NASHVILLE — A knitting shop in Tennessee is asking those who want yarn for any project relating to the recent “women’s movement” to go elsewhere.

In a Facebook post Tuesday, The Joy of Knitting asks that “if you want yarn for any project for the women’s movement that you please shop for yarn elsewhere,” and said the “vulgarity, vile and evilness of this movement is absolutely despicable.”

On Saturday, more than 2 million people across the country and around world marched in solidarity with the Women’s March on Washington in support of social justice issues.

What began as a Facebook post by a Hawaii grandmother the day after Hillary Clinton’s loss in November’s election blossomed into a massive protest uniting people of all ages, races and religions who crowded downtown Washington. They called for a “revolution” as a bulwark against the new administration and the Republican-led Congress they fear will roll back reproductive, civil and human rights.
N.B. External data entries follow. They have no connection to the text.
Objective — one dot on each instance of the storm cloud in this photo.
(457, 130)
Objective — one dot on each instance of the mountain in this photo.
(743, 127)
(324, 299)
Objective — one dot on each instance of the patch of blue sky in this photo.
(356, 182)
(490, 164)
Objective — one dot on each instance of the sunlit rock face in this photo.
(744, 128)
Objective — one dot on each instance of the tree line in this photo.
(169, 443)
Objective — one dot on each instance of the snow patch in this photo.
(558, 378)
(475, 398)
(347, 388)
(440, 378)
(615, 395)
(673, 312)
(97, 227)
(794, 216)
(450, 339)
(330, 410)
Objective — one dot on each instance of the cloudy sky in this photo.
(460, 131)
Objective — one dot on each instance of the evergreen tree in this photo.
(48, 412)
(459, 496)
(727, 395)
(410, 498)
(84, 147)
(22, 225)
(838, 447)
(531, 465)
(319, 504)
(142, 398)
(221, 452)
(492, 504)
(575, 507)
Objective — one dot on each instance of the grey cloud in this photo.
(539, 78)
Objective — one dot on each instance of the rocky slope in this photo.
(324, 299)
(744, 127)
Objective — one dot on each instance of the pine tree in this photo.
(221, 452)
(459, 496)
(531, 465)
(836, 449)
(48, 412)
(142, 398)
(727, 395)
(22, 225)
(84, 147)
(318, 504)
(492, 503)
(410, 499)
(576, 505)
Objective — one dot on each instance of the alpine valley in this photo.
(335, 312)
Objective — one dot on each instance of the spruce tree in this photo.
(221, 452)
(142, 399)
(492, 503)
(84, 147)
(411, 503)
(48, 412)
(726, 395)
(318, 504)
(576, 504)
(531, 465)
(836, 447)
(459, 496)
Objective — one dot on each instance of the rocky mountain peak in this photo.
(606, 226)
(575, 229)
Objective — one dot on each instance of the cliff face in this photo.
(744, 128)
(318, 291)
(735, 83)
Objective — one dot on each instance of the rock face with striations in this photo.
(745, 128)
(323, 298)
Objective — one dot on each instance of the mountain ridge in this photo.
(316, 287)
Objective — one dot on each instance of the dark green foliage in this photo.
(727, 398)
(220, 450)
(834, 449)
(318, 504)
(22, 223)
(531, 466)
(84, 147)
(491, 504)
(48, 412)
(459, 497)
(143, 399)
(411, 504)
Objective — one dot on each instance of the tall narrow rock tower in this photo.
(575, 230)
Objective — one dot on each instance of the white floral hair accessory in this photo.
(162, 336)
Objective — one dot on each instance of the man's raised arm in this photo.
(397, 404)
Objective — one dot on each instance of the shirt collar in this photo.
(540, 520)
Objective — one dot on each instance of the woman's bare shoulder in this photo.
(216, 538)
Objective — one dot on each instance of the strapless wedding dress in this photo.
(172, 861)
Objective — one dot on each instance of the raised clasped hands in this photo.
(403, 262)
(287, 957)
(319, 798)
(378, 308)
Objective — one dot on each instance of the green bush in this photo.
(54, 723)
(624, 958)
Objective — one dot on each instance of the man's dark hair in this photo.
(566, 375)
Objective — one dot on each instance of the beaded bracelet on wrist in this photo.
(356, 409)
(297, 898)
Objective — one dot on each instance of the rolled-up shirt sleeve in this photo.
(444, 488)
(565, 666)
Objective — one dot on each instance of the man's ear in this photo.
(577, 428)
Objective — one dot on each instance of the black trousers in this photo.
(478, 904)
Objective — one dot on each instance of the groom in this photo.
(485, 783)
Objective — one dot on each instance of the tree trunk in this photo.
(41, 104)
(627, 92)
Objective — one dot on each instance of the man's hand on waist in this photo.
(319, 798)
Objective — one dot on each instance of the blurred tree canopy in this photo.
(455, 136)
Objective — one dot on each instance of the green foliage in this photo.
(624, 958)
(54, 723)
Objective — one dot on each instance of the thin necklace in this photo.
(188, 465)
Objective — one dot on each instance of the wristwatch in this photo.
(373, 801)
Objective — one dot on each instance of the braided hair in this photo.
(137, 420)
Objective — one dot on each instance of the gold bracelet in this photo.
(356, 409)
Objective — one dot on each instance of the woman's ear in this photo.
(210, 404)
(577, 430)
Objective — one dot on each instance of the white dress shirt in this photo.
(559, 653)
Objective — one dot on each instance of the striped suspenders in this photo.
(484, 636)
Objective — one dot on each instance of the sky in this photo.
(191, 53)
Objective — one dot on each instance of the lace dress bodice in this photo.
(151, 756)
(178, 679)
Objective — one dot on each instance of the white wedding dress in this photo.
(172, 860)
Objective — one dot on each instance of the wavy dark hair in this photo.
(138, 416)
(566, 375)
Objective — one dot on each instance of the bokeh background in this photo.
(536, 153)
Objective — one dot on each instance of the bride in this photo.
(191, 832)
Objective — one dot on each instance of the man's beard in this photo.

The Facebook post, signed by the Franklin, Tenn., shop’s owner, Elizabeth Poe, had more than 2,100 shares and more than 2,000 comments by Wednesday morning.

Some responses on Facebook offered support, while many did not agree with the post and went as far as to call for a boycott.

Many marchers from Saturday wore pink knitted hats as part of the movement.

“You are an example of a strong woman with strong beliefs voicing a strong opinion and I applaud you for it,” one comment posted by Facebook user Kristy Hoevener Hall read.

Holly McCall, a former Democratic candidate for a state House seat in Williamson County, Tenn., also commented on the post.

“Franklin native here. Resident still. Knitter,” McCall wrote. “I’ll spread the word buyers must agree with your narrow judgments.”

On Yelp, the response was much of the same from users. Prior to Tuesday, the shop’s last review came in 2013. There were more than three pages of other reviews by Wednesday that cited the post as reasons to shop elsewhere.

In her shop Wednesday, Poe said her phone has been ringing nonstop since Tuesday and she has received “more positive private messages” than were on her Facebook post.

“This is starting to undermine their efforts,” Poe said about the movement. “The topless women? I think if you want to get your point across you need to do it the right way and I just think that walking around dressed as a vulva is gross. Hatred is not acceptable speech.”

Despite the negative response Poe has received on social media, she said she doesn’t plan to take down the post.

“I’m pro-rights, but I have to draw the line with the trajectory this movement has taken,” Poe said. “They’re alienating their supporters. I’m not going to stop (supporting women) but I’m not going to condone that.”